The Orchestration Log
One open markdown file at all times
One line per active task: what it is, which agent has it, what status
Status values: not started / in progress / review needed / done
Agent notes: what context each agent was given
Decisions log: what you decided and why (5 to 10 words is enough)
If maintenance takes more than 10 minutes a day, the log has grown too large
The risk with any tracking system is that it becomes the work rather than supporting the work. The principle is minimum viable documentation: just enough to let yourself and your agents know where things stand, not a project management tool.
Teams coordinating multiple agents on shared work can use the same pattern with a shared file. The file becomes a contract rather than a report: agents and developers update it as they move through tasks, and it prevents two agents from claiming the same work or producing incompatible outputs.
The boredom problem
Nobody talks about boredom in AI-assisted development, because it sits in uncomfortable proximity to ingratitude. You are shipping twice as much code. You have the most capable tools in the history of the profession. Why would you be bored?
But a meaningful number of developers describe a specific kind of flatness that arrives when the work becomes predominantly evaluative. When you stop building and start approving, something changes. The cognitive engagement is lower. The sense of authorship diminishes. The work is productive but not satisfying, and the satisfaction gap is real. This is different from burnout. Burnout is exhaustion from too much. This is depletion from too little of the right kind of challenge. The interventions are different.
Recover ownership
Designate one part of every sprint that you write entirely yourself
Choose something architecturally interesting, not just convenient
This is not distrust of AI
It is maintaining the skill and satisfaction of building
Something you can point to and say: I made this
Raise the problem-solving floor
Take the hardest debugging challenge in the sprint
Pick up the ambiguous spec nobody wants to touch
Work through a production incident without AI first
These are the tasks where your expertise matters most
And where AI helps least
Reconnect with the domain
Spend time with users, product, or business stakeholders
Understand the problem before delegating the solution
The orchestrator who understands the domain deeply
Makes better specifications
And catches wrong outputs faster
The common thread across all three is agency. Boredom in AI-assisted development is almost always a signal that the developer has become a processor of outputs rather than a maker of things. The remedy is not to use fewer AI tools. It is to ensure that some part of every sprint is genuinely yours, genuinely challenging, and genuinely connected to why the work matters.

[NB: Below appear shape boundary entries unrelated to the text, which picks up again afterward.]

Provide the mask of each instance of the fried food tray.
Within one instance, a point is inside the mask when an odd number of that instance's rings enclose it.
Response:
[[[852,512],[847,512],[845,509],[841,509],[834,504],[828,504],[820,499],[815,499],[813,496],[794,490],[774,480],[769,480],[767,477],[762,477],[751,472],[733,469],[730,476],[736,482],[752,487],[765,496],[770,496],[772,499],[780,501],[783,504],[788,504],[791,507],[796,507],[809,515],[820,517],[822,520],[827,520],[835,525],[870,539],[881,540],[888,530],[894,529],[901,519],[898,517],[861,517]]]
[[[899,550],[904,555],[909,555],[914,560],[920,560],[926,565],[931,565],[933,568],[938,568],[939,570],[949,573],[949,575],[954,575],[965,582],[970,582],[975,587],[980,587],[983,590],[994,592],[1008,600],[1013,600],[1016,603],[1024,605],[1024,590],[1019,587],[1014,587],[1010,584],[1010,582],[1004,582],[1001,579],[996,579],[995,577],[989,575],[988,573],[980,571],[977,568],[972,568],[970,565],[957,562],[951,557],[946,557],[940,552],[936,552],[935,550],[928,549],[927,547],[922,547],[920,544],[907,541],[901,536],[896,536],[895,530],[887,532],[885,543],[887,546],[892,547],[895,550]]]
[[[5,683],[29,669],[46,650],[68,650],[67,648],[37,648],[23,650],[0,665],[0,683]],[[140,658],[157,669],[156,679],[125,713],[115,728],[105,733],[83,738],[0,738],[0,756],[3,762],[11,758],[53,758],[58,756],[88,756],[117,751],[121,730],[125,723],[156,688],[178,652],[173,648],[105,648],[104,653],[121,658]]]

Warning signs: when to stop and recalibrate
These are not signs of failure. They are signals from your own cognitive system that the balance has shifted and needs correcting. The corrective action for most of them is the same: stop everything for fifteen minutes, read the specification, understand what you are actually building, and make a deliberate choice about whether to continue or redesign the session.
The Orchestration Health Check
You have more agent threads open than you can describe without checking the log
You have accepted code in the last hour that you could not explain if asked
You have not had a real conversation with a colleague about the work today
The day has been productive by every measure and you feel empty
You are re-prompting the same agent for the fourth time and the specification has not changed
Your review comments have become mostly: LGTM, approve, looks fine
You have forgotten what the feature is actually for
You feel behind despite the agents running continuously
The developers who manage AI-assisted work sustainably are not those who never reach these states. They are those who recognise them quickly and respond without drama. The pause is not inefficiency. It is the mechanism that makes the rest of the day worth something.